Edgar Degas

le Champ de Course

Entre 1876 et 1887

Donner du sens à l'insignifiant

Au milieu du XIXème siècle, le monde de l’art assiste à l’émergence d’une technologie nouvelle qui promet de bouleverser radicalement l’ensemble de la culture visuelle: la photographie. Comme d’autres membres du groupe impressionniste, Edgar Degas se passionne pour ce mode de production d’images dans lequel il voit une incarnation du progrès.

 

Rapidement, il comprend le potentiel de la photographie autant que ses limites. Il constate notamment que le photographe, contrairement au peintre, ne dispose pas ses figures à sa convenance

dans le cadre puisqu’il ne peut que capturer un fragment de la scène qui se déroule devant lui. Il en résulte des images à la composition parfois hasardeuse, avec des personnages coupés par le cadre ou se dissimulant les uns les autres.

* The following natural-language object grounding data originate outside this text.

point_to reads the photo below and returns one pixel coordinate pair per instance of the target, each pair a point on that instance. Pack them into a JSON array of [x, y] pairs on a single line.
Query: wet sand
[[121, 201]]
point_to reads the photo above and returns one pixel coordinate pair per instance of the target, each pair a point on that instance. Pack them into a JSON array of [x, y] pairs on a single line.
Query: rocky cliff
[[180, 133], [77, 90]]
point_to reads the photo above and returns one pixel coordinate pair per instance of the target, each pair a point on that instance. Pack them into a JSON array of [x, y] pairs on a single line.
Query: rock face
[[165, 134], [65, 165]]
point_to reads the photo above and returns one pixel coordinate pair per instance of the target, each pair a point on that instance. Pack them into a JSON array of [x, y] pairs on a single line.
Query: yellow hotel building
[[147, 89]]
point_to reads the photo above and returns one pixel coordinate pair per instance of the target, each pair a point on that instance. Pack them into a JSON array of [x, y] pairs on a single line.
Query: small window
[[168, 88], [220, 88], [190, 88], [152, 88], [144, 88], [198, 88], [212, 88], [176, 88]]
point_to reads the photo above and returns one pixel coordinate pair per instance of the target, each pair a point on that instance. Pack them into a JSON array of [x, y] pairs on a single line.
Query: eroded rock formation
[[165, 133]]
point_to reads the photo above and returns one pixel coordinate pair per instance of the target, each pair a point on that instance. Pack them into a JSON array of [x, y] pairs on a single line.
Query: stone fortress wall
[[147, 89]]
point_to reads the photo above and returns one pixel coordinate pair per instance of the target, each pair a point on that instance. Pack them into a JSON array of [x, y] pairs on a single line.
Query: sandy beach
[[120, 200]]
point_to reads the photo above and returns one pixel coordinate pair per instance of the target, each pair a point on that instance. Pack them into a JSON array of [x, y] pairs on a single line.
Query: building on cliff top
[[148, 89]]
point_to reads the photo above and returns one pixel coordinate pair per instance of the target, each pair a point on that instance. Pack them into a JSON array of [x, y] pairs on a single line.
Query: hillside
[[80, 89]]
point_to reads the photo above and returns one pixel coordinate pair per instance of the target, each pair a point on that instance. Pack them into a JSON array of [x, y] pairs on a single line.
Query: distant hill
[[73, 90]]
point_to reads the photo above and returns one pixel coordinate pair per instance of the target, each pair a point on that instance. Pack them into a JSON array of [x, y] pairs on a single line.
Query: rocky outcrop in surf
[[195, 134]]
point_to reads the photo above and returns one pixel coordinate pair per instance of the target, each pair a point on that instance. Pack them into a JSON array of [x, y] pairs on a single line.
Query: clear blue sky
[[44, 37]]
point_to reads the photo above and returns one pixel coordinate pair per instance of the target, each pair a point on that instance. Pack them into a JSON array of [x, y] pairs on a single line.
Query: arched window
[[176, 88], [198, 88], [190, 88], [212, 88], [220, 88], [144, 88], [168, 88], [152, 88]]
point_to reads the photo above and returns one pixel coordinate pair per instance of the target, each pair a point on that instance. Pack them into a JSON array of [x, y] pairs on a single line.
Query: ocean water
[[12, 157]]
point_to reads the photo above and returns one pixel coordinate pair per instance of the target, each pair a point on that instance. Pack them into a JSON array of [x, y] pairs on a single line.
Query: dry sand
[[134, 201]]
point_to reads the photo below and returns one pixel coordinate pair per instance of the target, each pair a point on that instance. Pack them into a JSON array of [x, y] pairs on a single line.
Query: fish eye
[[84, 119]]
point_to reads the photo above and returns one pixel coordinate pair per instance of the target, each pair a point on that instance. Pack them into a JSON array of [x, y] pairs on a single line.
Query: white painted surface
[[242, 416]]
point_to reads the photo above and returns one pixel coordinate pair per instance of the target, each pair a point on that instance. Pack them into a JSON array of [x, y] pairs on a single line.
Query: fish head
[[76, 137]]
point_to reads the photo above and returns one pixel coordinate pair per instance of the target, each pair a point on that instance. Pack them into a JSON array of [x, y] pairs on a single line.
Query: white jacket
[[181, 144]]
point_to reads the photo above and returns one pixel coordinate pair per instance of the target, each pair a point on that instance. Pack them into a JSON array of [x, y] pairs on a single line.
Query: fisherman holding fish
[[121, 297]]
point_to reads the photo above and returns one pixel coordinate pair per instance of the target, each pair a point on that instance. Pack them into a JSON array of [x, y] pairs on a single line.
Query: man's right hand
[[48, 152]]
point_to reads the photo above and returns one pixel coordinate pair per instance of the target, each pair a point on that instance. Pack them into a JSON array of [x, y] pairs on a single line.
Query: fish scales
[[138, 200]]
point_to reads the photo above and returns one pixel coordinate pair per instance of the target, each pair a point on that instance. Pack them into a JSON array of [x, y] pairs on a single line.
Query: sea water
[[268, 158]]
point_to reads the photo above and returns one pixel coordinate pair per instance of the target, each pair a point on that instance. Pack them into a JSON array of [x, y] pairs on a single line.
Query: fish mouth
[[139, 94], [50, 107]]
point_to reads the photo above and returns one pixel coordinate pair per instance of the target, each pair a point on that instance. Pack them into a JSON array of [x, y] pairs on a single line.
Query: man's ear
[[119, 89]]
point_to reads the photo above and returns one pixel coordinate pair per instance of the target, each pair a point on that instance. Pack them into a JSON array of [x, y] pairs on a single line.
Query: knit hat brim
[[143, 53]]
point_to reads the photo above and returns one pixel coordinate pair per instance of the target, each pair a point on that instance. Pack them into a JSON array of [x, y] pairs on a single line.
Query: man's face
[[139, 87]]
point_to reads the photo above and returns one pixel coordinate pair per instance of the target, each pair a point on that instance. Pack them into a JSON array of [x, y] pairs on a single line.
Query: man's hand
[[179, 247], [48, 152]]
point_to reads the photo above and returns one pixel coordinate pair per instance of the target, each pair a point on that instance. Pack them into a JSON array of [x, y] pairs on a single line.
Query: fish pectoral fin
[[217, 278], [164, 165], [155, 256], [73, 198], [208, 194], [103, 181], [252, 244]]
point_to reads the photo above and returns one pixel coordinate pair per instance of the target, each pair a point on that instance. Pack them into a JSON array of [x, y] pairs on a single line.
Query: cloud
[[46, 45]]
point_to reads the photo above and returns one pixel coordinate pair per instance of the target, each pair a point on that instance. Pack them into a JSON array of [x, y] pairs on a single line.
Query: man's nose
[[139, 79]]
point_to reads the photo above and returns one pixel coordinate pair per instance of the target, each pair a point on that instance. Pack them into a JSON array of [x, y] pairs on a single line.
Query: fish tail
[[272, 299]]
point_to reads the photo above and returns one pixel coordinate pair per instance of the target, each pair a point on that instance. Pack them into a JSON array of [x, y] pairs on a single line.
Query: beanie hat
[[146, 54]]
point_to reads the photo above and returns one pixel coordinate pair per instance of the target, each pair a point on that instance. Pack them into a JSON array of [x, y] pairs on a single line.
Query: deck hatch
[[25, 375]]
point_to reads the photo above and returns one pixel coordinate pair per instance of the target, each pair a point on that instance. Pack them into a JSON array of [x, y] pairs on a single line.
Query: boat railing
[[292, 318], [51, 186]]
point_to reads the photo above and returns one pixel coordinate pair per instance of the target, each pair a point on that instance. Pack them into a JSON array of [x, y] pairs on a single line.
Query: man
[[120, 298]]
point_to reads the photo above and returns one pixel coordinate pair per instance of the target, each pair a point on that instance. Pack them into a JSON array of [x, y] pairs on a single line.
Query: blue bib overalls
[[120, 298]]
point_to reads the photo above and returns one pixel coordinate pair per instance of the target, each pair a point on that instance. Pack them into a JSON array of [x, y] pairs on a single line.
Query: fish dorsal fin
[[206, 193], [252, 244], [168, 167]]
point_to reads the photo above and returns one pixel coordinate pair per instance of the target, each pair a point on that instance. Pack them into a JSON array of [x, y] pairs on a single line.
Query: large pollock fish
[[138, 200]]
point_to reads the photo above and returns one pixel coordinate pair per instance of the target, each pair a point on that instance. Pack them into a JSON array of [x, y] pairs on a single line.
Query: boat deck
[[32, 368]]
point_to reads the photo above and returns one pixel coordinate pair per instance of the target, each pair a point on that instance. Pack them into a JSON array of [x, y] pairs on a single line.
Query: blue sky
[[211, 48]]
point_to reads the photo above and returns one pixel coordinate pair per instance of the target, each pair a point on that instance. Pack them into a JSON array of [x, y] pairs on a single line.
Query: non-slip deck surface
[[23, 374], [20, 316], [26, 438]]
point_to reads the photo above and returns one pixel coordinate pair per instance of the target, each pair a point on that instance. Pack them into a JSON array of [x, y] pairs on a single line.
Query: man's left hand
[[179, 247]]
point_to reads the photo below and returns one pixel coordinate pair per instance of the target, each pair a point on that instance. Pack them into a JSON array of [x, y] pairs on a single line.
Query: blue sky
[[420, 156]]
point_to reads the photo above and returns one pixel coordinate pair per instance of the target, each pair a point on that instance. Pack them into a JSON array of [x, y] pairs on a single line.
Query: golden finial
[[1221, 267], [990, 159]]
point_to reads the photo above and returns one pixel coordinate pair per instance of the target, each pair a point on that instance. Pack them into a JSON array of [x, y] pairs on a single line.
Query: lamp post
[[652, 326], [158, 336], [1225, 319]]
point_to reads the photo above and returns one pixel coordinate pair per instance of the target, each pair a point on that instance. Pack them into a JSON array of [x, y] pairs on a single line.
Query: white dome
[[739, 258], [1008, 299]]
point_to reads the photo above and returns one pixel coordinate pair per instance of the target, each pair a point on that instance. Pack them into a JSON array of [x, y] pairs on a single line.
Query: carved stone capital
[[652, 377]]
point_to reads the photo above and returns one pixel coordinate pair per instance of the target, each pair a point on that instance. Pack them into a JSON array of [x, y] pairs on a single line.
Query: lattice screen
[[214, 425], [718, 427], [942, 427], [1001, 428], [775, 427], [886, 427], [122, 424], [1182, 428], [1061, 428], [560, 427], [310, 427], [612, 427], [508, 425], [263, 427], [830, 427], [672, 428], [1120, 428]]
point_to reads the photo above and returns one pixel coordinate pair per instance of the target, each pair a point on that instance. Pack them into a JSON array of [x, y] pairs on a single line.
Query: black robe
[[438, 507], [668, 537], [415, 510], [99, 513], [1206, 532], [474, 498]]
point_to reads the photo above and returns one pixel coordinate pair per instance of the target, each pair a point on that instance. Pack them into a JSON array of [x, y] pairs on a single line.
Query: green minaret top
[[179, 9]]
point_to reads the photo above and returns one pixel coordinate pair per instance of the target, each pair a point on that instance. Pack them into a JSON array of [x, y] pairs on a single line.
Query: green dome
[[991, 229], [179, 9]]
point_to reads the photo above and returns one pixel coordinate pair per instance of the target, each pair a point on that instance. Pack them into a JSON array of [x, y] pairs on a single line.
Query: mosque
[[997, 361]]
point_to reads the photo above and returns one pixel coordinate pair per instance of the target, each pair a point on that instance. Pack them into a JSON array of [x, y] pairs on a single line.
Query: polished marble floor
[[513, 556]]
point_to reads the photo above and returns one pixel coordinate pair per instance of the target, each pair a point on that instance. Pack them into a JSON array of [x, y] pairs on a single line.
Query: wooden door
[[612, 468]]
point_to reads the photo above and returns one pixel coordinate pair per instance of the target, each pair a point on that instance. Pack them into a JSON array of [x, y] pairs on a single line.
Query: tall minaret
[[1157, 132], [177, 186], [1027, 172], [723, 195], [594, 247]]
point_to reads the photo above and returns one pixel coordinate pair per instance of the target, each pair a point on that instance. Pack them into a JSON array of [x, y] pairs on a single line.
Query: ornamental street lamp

Cet inconvénient inhérent à la photographie, Degas le perçoit comme un vecteur de modernité, propre à traduire le tumulte et l’agitation de son époque. Ainsi, fasciné comme ses amis impressionnistes par le caractère fugace et éphémère de nos perceptions, il crée des tableaux dont les figures sont livrées au même sort que les sujets tronqués des premières photographies.

Ce qu'on peut en retenir:

Qu’on le veuille ou non, notre quotidien est riche d’événements insignifiants et parfois contrariants, que nous accueillons avec résignation comme des maux nécessaires. Pourtant, si on cherche à en comprendre les tenants et les aboutissants, ils peuvent devenir des sources d’inspiration inespérées.